南スーダンで7月に起きた戦闘で市民らが犠牲になった問題を調べていた国連は1日、現地に展開する国連平和維持活動(PKO)部隊が攻撃への対処に「失敗」したとする報告書を発表した。指導力の欠如、準備不足、指揮命令の混乱などが原因としている。
首都ジュバで7月に政府軍と反政府勢力の大規模な戦闘が発生。国内避難民が暮らす国連南スーダン派遣団(UNMISS)の関連施設も襲撃を受け、7月の3日間で保護施設にいた20人以上の避難民を含め、少なくとも73人が死亡した。
国連の現地調査に基づく報告書は「派遣団幹部の指導力不足で、戦闘への無秩序で非効果的な対応となった」と指摘したうえで、交戦規定などを含めて部隊の態勢を見直すよう勧告。戦闘の予兆があったのに、十分な警戒態勢もとらなかったとも指摘している。
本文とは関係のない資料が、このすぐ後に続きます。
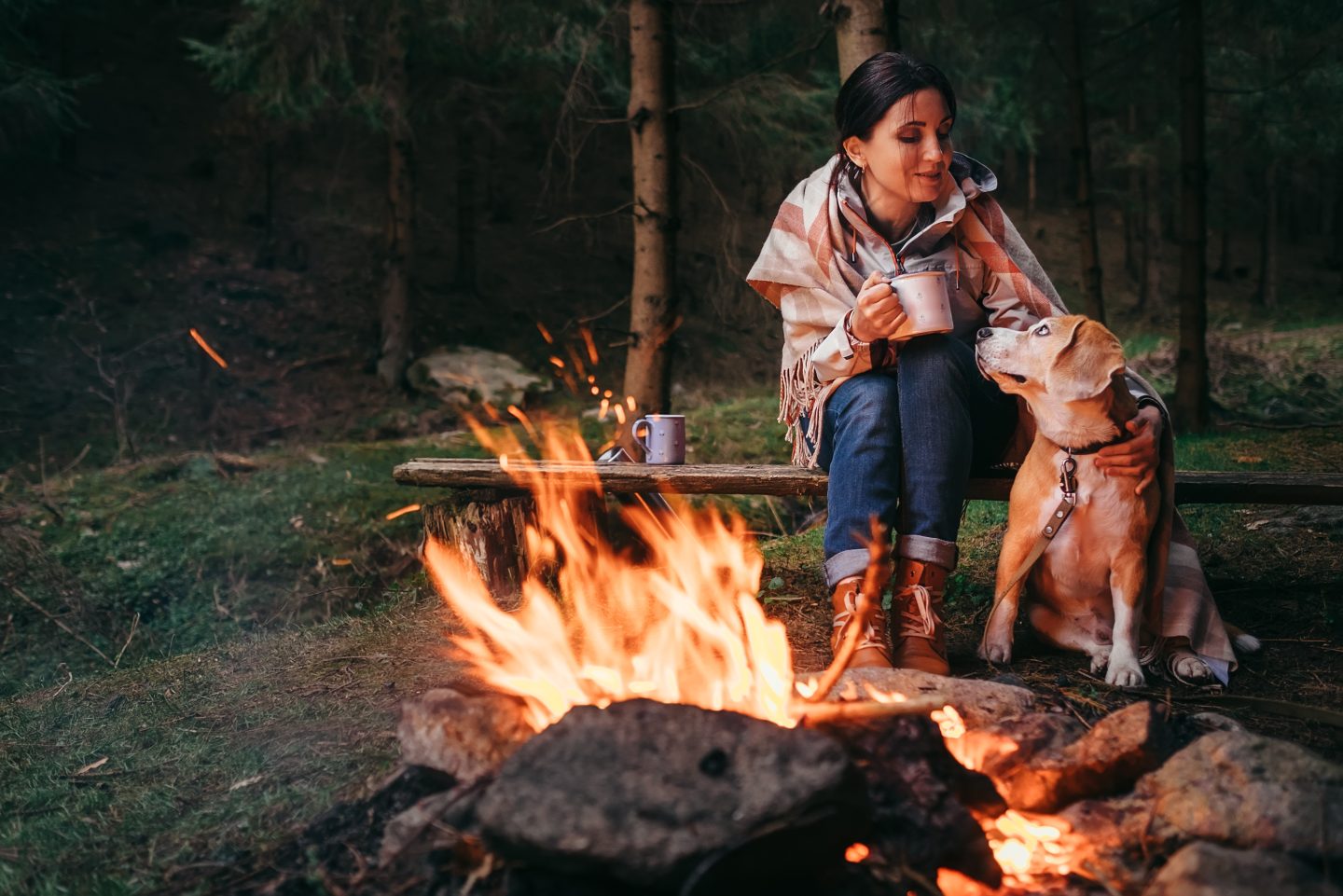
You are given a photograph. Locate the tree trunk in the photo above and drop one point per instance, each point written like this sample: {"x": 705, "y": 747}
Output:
{"x": 464, "y": 276}
{"x": 863, "y": 30}
{"x": 653, "y": 307}
{"x": 1192, "y": 399}
{"x": 1132, "y": 204}
{"x": 1224, "y": 255}
{"x": 1088, "y": 247}
{"x": 1031, "y": 186}
{"x": 395, "y": 316}
{"x": 892, "y": 11}
{"x": 1150, "y": 283}
{"x": 1267, "y": 295}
政府軍兵士が滞在者らに残虐行為をした疑いが指摘されてきた「タレインホテル事件」についても、報告書は「派遣団が対応に失敗した」と指摘。報告書によると、施設に押し入った政府軍兵士が略奪などを始めた際、市民はUNMISSに通報したが、現場が混乱に陥る中で複数の部隊が出動要請を拒絶。市民らが殺人や威嚇、性的暴力などの「甚大な人権侵害」にさらされることになったとしている。
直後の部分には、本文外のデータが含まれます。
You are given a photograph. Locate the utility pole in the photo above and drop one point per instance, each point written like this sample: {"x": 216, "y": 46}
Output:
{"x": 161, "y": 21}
また、世界食糧計画(WFP)も倉庫の保護をUNMISSに求めたが、支援を得られず、2900万ドル(30億円)相当の食糧や備品などが3週間以上にわたって略奪されたという。
国連の潘基文(パンギムン)事務総長は「報告書の発見に深く動揺している」との談話を報道官を通じて発表。勧告内容を精査し、改善に努めると表明した。UNMISSのオンディエキ軍司令官(ケニア出身)が更迭される。